Bug 1508290

Summary: [3.6]Upgrade masters failed due to migrate storage failed
Product: OpenShift Container Platform Reporter: liujia <jiajliu>
Component: apiserver-authAssignee: Simo Sorce <ssorce>
Status: CLOSED WONTFIX QA Contact: Chuan Yu <chuyu>
Severity: high Docs Contact:
Priority: high    
Version: 3.6.1CC: aos-bugs, eparis, jialiu, jkaur, jokerman, mkhan, mmccomas, rbost, sdodson, ssorce, vsemushi, wmeng
Target Milestone: ---   
Target Release: 3.6.z   
Hardware: Unspecified   
OS: Unspecified   
Whiteboard:
Fixed In Version: Doc Type: If docs needed, set a value
Doc Text:
Story Points: ---
Clone Of: Environment:
Last Closed: 2018-02-15 21:35:07 UTC Type: Bug
Regression: --- Mount Type: ---
Documentation: --- CRM:
Verified Versions: Category: ---
oVirt Team: --- RHEL 7.3 requirements from Atomic Host:
Cloudforms Team: --- Target Upstream Version:
Embargoed:

Description liujia 2017-11-01 05:17:16 UTC
Description of problem:
Upgrade masters from v3.5 to v3.6, failed at task [Upgrade all storage].

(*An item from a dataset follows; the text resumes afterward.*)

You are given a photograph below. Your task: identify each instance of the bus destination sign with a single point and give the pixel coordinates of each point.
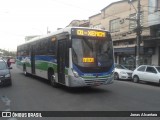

fatal: [x.x.x.x]: FAILED! => {
    "changed": true, 
    "cmd": [
        "oc", 
        "adm", 
        "--config=/etc/origin/master/admin.kubeconfig", 
        "migrate", 
        "storage", 
        "--include=*", 
        "--confirm"
    ], 
    "delta": "0:00:24.425728", 
    "end": "2017-11-01 00:50:38.722587", 
    "failed": true, 
    "failed_when_result": true, 
    "rc": 1, 
    "start": "2017-11-01 00:50:14.296859"
}

STDOUT:

error:     pods/docker-registry-1-nng13 -n default: Pod "docker-registry-1-nng13" is invalid: spec: Forbidden: pod updates may not change fields other than `containers[*].image` or `spec.activeDeadlineSeconds`
error:     pods/registry-console-1-lvrk9 -n default: Pod "registry-console-1-lvrk9" is invalid: spec: Forbidden: pod updates may not change fields other than `containers[*].image` or `spec.activeDeadlineSeconds`
error:     pods/router-1-d2k16 -n default: Pod "router-1-d2k16" is invalid: spec: Forbidden: pod updates may not change fields other than `containers[*].image` or `spec.activeDeadlineSeconds`
error:     pods/mongodb-1-zqpmp -n install-test: Pod "mongodb-1-zqpmp" is invalid: spec: Forbidden: pod updates may not change fields other than `containers[*].image` or `spec.activeDeadlineSeconds`
error:     pods/nodejs-mongodb-example-1-2379k -n install-test: Pod "nodejs-mongodb-example-1-2379k" is invalid: spec: Forbidden: pod updates may not change fields other than `containers[*].image` or `spec.activeDeadlineSeconds`
error:     pods/nodejs-mongodb-example-1-build -n install-test: Pod "nodejs-mongodb-example-1-build" is invalid: spec: Forbidden: pod updates may not change fields other than `containers[*].image` or `spec.activeDeadlineSeconds`
summary: total=678 errors=6 ignored=0 unchanged=174 migrated=498
info: to rerun only failing resources, add --include=pods
error: 6 resources failed to migrate


STDERR:

error: exit directly


MSG:

non-zero return code



Version-Release number of the following components:
atomic-openshift-utils-3.6.173.0.48-1.git.0.1609d30.el7.noarch

How reproducible:
always

Steps to Reproduce:
1. upgrade masters from v3.5 to v3.6
# ansible-playbook -i hosts /usr/share/ansible/openshift-ansible/playbooks/byo/openshift-cluster/upgrades/v3_6/upgrade_control_plane.yml
2.
3.

Actual results:
upgrade failed

Expected results:
Upgrade succeed.

Additional info:
Please attach logs from ansible-playbook with the -vvv flag

Comment 2 Scott Dodson 2017-11-01 12:21:02 UTC
*** Bug 1508294 has been marked as a duplicate of this bug. ***

Comment 4 Seth Jennings 2017-11-01 15:06:17 UTC
Routing to Security.  Similar to the one from yesterday https://bugzilla.redhat.com/show_bug.cgi?id=1508027

Comment 5 Simo Sorce 2017-11-01 16:03:57 UTC
Liujia,
does this happen for 3.6 -> 3.7 upgrades too ?

Seth,
why doyo uhtink this is a Security issue ? If upgrade is performning forbidden operation ssounds like it is an upgrade problem ?

Scott,
this is not a duplicate of 1508294 afaict.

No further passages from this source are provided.